In a world where computers and robots are reducing job opportunities, it is important to ensure that the population is competitive, he said. The issue is not about race or redistribution but about growing the economy to the benefit of all South Africans and ensuring that the poor and previously disadvantaged also reap the rewards.
Part-time NPC commissioner, Elias Masilela, also previously warned that South Africa feared to deal with its real issues including how it could provide good quality services like education.
There is concern that South Africa may be using business models and theories that applied to an industrial-era economy, while the world around it is rapidly changing. Would it be competitive if it stayed on this course, particularly without also taking radical steps to improve the quality of its education system?
Given South Africa’s mineral deposits and significant number of unskilled workers, it is not difficult to see why there have been on-going efforts at reindustrialisation. And while such programmes have merit, one has to ask whether the current scope and trajectory of policy implementation can lead the country to a place where it could still compete competitively on the world stage in ten or 20 years’ time.
Unfortunately, as the country has moved from one crisis to the next, efforts to truly transform the quality of the education system have fallen by the wayside. Instead – arguably to appease young voters – free tertiary education has been announced
In a recent Moneyweb radio discussion, a market commentator argued that if new ANC-president Cyril Ramaphosa replaced president Jacob Zuma, another cabinet reshuffle would follow. The first three portfolios that needed new hands were Finance, Public Enterprises and Mining, he said.
It is difficult to argue with that. Asking for changes to the education portfolio while South Africa is on the verge of another credit rating downgrade, Eskom about to default and the mining industry in the doldrums, is arguably akin to phoning a civil engineer to inspect the foundation of the house while there is a fire at the backdoor and a leaking pipe in the bathroom.
On-going efforts to put out the most recent fire or leak (think Nenegate, cabinet reshuffles, junk status, state capture, Eskom, SAA) have taken up so much capacity that quality education has become an after-thought. While access is an issue that has to be addressed, the introducing of free tertiary education is putting a roof on a property with significant foundational deficiencies.
The World Economic Forum’s Global Competitiveness Report 2017/18 ranks the quality of the country’s primary education 116th out of 137 countries. The quality of the higher education and training system is ranked 114th while the quality of maths and science education is placed in 128th position.
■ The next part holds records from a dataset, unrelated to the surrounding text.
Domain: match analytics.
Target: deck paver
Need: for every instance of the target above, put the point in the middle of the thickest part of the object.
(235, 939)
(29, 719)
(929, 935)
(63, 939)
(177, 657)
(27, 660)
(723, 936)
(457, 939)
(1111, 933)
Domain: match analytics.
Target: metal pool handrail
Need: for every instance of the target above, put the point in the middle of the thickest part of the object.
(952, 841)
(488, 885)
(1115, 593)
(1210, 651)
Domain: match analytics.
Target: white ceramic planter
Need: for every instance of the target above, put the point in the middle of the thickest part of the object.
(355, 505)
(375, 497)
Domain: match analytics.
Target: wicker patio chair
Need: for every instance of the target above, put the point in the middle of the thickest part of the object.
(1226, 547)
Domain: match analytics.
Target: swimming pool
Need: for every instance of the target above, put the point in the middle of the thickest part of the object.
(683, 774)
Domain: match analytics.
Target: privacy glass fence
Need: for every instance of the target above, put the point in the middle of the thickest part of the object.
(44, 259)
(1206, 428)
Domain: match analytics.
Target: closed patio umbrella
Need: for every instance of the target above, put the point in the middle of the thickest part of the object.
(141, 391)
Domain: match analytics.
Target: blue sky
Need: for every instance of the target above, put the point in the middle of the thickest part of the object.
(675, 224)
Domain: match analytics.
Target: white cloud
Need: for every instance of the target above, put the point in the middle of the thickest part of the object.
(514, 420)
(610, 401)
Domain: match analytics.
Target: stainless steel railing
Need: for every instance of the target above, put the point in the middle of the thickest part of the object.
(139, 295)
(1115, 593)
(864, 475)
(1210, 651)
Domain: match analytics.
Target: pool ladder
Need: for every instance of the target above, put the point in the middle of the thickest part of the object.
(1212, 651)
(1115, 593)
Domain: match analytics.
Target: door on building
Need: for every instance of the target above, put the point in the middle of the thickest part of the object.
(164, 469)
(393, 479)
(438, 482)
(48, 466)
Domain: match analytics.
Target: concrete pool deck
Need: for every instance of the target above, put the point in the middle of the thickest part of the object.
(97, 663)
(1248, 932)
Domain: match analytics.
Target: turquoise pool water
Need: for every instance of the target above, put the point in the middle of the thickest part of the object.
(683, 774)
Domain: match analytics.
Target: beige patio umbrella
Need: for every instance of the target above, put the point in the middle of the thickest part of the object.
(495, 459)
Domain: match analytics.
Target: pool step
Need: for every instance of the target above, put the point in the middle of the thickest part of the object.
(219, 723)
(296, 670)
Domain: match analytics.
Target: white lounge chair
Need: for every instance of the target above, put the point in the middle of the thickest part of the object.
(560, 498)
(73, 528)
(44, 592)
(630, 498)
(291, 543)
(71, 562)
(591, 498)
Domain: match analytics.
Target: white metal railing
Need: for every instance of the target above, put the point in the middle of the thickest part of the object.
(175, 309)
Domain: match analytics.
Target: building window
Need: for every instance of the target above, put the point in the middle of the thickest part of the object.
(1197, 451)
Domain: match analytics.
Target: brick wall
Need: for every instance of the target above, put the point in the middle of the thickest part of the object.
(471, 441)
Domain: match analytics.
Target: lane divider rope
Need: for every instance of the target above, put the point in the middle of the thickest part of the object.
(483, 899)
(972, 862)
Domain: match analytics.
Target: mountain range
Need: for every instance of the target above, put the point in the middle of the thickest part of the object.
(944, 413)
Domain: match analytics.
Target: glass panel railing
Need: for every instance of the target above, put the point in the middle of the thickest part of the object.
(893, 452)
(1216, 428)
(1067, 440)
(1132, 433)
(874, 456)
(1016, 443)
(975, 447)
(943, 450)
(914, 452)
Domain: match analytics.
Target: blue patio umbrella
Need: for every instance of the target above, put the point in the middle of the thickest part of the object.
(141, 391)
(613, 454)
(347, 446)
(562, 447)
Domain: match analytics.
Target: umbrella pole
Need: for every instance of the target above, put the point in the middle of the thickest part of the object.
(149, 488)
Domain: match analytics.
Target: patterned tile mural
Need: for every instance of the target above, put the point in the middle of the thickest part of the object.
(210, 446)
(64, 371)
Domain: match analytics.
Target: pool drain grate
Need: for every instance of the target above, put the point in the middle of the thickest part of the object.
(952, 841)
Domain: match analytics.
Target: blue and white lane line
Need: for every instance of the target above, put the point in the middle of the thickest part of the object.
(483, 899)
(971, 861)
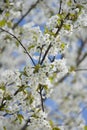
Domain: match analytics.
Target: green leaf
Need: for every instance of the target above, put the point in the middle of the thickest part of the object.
(2, 87)
(62, 46)
(20, 117)
(56, 128)
(69, 3)
(30, 47)
(2, 23)
(17, 43)
(4, 128)
(67, 26)
(85, 127)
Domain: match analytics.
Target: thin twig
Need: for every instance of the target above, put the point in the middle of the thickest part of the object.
(41, 98)
(46, 52)
(32, 7)
(60, 27)
(20, 44)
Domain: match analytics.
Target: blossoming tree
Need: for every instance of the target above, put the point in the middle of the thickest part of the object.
(36, 65)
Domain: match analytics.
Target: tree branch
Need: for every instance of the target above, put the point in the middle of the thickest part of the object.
(20, 44)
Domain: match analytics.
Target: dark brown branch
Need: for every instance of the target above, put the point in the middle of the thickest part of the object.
(60, 27)
(80, 61)
(26, 124)
(32, 7)
(20, 44)
(60, 6)
(81, 69)
(41, 98)
(80, 50)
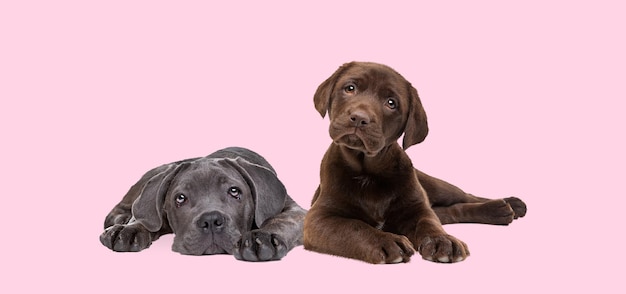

Will South Africa still be in a position to undo the structural damage caused by a dysfunctional education system in ten or 20 years from now?
In the meantime, as South Africans gear up for significant tax hikes to be introduced in the upcoming budget, there is a silent “tax” quietly finding its way into the homes of many South Africans. It is the cost of providing a quality education.
While there are numerous public schools where the quality of education is at least on par with private schools, if not better, many South African families don’t have access to these schools and places may be limited. The number of private schools that have sprung up around Johannesburg in recent years, suggests that there is a significant appetite for private education in certain areas of the country. This is presumably – at least in some cases – an effort to overcome the shortcomings of the public education system.
But it comes at a significant cost – one middle- and even upper-middle-class families may struggle to afford. Moreover, it leaves low-income families at a disadvantage.
According to Old Mutual, the cost of education is expected to increase by around 9% per annum. The expected cost for one year of education is shown below.
According to Statistics South Africa’s General Household Survey, almost two in every ten potential learners cannot attend an educational institution due to a lack of money to pay for fees.
While a lack of funds should not keep any child from receiving a quality education, the sad reality is that as long as government neglects to address the quality issues inherent in the education system, it creates a vicious cycle which reinforces unemployment, poverty and inequality.
And it renders the country increasingly uncompetitive in a world where technological advancement continues to baffle the mind.